Shadow Banning is very useful for spam bots. If you let them know they're banned, they'll just open a new account. But if YouTube keeps accepting their comments with a smile on its face before immediately tossing those comments into the shredder, it'll take some time before the bot figures out what's going on.
We're not talking about habeas corpus, we're talking about the dubious ability to post on a private website's comments section that has been widely regarded as a cesspool for over a decade. As someone else in this thread pointed out, this is being taken too seriously.
It's an age old system that was called "cave the trolls" at first. If you let a problematic user know he is banned, he will simply create a new account.

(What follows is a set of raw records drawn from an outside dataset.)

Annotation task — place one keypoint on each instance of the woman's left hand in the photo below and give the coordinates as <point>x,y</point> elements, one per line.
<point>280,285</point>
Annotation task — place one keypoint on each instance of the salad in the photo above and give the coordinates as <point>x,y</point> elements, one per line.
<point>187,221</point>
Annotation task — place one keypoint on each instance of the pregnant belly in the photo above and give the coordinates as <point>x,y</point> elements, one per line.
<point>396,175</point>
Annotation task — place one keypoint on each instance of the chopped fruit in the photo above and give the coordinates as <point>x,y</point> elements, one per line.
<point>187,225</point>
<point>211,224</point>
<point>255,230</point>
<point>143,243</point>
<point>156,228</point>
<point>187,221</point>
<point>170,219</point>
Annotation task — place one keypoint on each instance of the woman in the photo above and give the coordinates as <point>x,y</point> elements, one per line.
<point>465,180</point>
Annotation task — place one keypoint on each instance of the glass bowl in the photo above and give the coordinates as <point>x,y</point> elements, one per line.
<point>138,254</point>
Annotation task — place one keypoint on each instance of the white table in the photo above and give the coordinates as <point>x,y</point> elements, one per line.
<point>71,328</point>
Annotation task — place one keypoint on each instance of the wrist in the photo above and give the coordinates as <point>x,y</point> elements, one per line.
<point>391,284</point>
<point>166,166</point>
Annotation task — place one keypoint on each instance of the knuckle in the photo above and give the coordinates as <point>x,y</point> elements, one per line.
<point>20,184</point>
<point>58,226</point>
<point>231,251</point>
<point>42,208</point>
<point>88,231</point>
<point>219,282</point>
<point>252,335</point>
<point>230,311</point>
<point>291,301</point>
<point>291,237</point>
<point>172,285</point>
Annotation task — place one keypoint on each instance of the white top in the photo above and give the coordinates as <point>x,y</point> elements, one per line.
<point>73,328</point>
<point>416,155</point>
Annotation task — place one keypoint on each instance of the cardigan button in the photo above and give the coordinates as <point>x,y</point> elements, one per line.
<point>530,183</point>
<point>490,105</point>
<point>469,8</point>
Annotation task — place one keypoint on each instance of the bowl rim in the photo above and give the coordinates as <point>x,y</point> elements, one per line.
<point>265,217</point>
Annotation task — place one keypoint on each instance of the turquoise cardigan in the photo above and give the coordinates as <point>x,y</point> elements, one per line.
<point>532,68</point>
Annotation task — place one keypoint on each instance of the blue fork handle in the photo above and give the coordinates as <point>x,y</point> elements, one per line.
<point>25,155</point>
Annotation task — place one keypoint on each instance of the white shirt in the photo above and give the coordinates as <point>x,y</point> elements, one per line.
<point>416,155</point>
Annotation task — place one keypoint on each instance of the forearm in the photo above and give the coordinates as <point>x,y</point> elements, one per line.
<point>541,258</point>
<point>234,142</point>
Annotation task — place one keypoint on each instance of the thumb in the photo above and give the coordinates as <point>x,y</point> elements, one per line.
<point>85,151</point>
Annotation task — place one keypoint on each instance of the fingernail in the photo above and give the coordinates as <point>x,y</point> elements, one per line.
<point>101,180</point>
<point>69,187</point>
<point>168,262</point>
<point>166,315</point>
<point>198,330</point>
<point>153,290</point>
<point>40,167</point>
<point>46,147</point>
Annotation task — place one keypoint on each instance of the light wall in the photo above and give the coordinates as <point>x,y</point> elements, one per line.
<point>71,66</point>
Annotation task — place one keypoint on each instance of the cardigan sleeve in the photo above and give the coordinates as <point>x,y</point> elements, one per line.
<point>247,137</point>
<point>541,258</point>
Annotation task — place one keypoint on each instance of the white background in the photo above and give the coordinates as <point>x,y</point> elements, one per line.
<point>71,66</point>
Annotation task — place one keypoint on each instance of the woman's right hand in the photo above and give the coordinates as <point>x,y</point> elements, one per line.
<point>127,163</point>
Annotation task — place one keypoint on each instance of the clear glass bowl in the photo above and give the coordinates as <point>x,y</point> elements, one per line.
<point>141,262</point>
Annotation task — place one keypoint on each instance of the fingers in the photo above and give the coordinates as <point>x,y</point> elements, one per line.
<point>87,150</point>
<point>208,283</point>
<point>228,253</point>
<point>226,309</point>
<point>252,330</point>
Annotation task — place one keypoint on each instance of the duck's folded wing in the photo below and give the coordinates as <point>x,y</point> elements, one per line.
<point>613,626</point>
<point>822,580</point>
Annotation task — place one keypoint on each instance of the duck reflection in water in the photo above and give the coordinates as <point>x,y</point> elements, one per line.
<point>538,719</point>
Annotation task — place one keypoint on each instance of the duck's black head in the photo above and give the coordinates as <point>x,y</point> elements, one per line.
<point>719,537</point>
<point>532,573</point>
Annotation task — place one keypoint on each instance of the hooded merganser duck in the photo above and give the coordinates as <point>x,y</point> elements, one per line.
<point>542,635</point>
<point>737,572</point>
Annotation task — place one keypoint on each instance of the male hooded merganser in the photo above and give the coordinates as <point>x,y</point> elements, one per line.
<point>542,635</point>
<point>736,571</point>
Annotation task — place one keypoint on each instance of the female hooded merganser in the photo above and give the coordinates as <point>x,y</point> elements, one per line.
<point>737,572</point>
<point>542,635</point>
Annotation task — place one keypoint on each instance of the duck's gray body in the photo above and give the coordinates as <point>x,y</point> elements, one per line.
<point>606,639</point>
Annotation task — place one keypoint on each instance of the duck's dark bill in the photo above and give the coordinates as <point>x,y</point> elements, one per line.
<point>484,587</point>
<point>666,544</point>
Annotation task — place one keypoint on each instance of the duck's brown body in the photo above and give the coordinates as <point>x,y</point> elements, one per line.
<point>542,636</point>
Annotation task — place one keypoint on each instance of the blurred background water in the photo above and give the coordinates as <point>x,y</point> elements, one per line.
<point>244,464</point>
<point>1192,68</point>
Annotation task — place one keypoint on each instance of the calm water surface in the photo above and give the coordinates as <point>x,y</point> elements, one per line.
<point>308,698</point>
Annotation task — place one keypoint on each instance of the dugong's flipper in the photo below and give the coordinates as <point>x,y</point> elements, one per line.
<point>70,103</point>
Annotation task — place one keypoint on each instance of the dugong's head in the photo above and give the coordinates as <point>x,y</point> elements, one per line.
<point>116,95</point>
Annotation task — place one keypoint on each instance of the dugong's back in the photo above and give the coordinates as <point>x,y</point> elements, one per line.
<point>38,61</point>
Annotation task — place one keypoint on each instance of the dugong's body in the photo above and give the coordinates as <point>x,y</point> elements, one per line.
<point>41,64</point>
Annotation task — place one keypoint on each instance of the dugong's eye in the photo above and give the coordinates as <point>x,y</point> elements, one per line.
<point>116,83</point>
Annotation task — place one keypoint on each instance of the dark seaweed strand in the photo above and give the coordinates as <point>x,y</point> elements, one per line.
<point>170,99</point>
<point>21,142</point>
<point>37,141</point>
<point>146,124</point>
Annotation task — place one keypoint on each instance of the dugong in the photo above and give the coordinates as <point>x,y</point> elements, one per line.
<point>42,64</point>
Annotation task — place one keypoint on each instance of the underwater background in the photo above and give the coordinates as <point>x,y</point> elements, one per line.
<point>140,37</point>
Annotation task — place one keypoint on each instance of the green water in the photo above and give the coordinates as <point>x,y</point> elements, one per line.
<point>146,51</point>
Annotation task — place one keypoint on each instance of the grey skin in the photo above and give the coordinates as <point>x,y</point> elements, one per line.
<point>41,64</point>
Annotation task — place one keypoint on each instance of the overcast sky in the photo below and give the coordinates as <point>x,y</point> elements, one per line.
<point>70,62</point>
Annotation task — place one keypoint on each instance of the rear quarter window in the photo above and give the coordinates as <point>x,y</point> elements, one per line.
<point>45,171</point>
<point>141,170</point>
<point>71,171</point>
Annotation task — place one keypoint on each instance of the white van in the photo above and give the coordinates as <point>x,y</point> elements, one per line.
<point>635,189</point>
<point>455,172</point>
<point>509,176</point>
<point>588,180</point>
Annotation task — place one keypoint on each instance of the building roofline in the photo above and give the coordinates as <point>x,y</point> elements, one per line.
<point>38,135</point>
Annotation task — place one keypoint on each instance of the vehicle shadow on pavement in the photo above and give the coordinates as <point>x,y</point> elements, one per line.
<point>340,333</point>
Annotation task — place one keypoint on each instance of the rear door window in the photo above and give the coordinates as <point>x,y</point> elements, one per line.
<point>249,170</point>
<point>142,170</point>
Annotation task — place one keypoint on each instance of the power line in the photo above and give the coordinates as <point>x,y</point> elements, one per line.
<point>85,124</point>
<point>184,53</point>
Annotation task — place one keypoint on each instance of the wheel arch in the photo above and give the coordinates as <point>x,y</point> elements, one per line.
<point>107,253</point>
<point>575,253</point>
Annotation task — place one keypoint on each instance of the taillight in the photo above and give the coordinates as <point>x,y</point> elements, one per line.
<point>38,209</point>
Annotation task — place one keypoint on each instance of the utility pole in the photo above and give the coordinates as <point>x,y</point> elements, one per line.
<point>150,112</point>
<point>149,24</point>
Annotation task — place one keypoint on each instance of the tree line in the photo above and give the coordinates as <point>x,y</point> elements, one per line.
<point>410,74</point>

Isolating the troll however frees up moderator time spending, as it will usually take a good while for the person to realize he is in fact isolated.
They should add dummy upvotes and AI generate replies to these troll's comments too. That would make it even harder to realize.
True, now with AI we have the ability to make shadowbanned people not realize for a long time that something has happened to their account. And as you say, it's far more efficient than just banning them.
This is coming out of my orifice but I think this also affects creators in that once people like myself know we're shadow banned we will not be posting comments because, you know, what's the point? And that is a deduction in engagement, and reductions in engagement affects the creators in visibility in equally vague ways (because opaque black box ML-AIs are driving both of these actions).